On the former, Akua Reindorf KC has pointed out that complying with the Health & Safety Regulations will easily satisfy the statutory defence of proportionate means of achieving a legitimate aim. On the latter, a similar logic applies. Under section 26(4)(b) and (c) of the Act, a tribunal must consider all the circumstances of the case and whether it is reasonable for the proscribed effect to be found to be established, i.e. there is an objective test to be satisfied (Pemberton v Inwood).
Pemberton is also authority for the proposition that acts of Parliament should not be undermined when considering section 26(4)(b)and (c) and that other statutory provisions are relevant surrounding circumstances, even if not directly applicable. In that case, a priest’s claim that he had been subjected to discrimination and harassment by having his permission to officiate revoked on the grounds he had entered into a same-sex marriage was rejected. The key point here is that there was a defence under Sch.9, para.2 to the Act that allowed discriminatory requirements to comply with religious doctrine. Regarding the harassment claim, the Court of Appeal was clear that the defence did not apply. However, the existence of the defence with respect to the claim of discrimination was relevant to the question of reasonableness and was a relevant surrounding circumstance of the case.

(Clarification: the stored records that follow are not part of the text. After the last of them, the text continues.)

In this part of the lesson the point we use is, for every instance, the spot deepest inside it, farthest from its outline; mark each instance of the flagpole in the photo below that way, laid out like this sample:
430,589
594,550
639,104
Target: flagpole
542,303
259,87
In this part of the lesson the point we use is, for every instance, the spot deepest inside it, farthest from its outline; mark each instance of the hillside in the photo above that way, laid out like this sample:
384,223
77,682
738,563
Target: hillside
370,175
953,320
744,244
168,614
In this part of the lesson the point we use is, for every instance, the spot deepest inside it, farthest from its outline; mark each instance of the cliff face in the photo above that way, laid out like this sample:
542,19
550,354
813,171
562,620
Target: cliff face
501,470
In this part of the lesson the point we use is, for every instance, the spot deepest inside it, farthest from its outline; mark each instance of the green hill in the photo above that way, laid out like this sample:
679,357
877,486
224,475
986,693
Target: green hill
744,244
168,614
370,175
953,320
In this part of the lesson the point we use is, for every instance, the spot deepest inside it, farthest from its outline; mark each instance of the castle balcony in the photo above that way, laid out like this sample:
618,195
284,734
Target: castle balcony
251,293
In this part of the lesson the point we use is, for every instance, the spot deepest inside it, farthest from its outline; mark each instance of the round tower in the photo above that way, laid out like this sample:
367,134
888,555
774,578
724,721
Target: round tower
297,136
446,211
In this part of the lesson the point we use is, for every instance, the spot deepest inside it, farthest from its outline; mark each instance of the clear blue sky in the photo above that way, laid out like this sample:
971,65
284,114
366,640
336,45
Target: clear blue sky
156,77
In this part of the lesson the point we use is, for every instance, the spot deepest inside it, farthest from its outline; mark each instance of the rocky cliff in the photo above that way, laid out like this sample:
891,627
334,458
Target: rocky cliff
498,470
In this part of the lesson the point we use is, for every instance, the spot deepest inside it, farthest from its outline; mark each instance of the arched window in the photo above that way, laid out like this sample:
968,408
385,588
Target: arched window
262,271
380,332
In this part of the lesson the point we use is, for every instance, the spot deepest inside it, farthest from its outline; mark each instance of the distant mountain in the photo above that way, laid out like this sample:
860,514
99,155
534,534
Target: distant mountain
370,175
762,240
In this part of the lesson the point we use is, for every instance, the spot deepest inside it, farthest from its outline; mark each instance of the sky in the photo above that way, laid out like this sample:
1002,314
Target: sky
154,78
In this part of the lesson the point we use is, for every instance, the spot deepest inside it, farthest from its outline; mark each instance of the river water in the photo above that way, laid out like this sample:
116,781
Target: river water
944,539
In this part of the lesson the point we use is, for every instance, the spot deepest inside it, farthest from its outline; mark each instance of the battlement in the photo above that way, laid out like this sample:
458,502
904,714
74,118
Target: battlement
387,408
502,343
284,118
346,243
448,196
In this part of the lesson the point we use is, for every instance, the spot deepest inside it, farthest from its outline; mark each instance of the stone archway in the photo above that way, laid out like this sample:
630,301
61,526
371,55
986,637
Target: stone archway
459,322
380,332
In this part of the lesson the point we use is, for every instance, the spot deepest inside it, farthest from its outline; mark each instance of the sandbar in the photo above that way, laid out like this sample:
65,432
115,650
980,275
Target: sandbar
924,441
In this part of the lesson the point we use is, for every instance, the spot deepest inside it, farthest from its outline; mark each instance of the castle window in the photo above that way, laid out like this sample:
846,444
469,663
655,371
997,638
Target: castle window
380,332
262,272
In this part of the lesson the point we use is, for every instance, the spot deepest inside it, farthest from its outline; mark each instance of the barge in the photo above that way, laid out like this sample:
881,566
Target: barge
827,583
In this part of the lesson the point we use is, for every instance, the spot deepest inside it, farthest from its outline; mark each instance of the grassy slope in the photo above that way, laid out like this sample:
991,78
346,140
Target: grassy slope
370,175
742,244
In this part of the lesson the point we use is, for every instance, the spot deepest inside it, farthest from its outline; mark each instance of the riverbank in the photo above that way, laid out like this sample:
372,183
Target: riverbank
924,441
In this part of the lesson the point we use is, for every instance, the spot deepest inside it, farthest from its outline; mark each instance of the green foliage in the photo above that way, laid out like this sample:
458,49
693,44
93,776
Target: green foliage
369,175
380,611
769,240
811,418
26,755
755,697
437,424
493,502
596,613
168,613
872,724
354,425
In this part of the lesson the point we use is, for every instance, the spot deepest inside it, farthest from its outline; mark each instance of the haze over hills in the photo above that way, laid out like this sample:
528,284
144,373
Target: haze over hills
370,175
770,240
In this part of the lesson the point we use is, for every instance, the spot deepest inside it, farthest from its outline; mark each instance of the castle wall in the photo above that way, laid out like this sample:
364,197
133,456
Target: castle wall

At[75], the court notes that "unless there are ‘aggravating features’, it cannot be reasonable for unwanted conduct which otherwise falls within the defences in Schedule 9 paragraph 2, to have had the effect proscribed in section 26(1)(b). To conclude otherwise would make a nonsense of providing the defence in Schedule 9 in the first place" (emphasis added). It stands to reason that a directly applicable statutory duty would at least have the same effect as a statutory defence which was not directly applicable, as the reasoning here is that Parliament has effectively given a kind of statutory approval to the conduct in question and so a proper interpretation of section 26(4) requires section26 to yield in the presence of a competing statutory duty. In other words, if other statutes are in play, then an analysis pursuant to section 26(4) must take them into account as relevant circumstances and, absent aggravating features, the other statutory obligation will generally take precedence.
It therefore follows that, if an employer were complying with the Health & Safety Regulations then, absent anything more, the risk of indirect discrimination or harassment claims are in fact low.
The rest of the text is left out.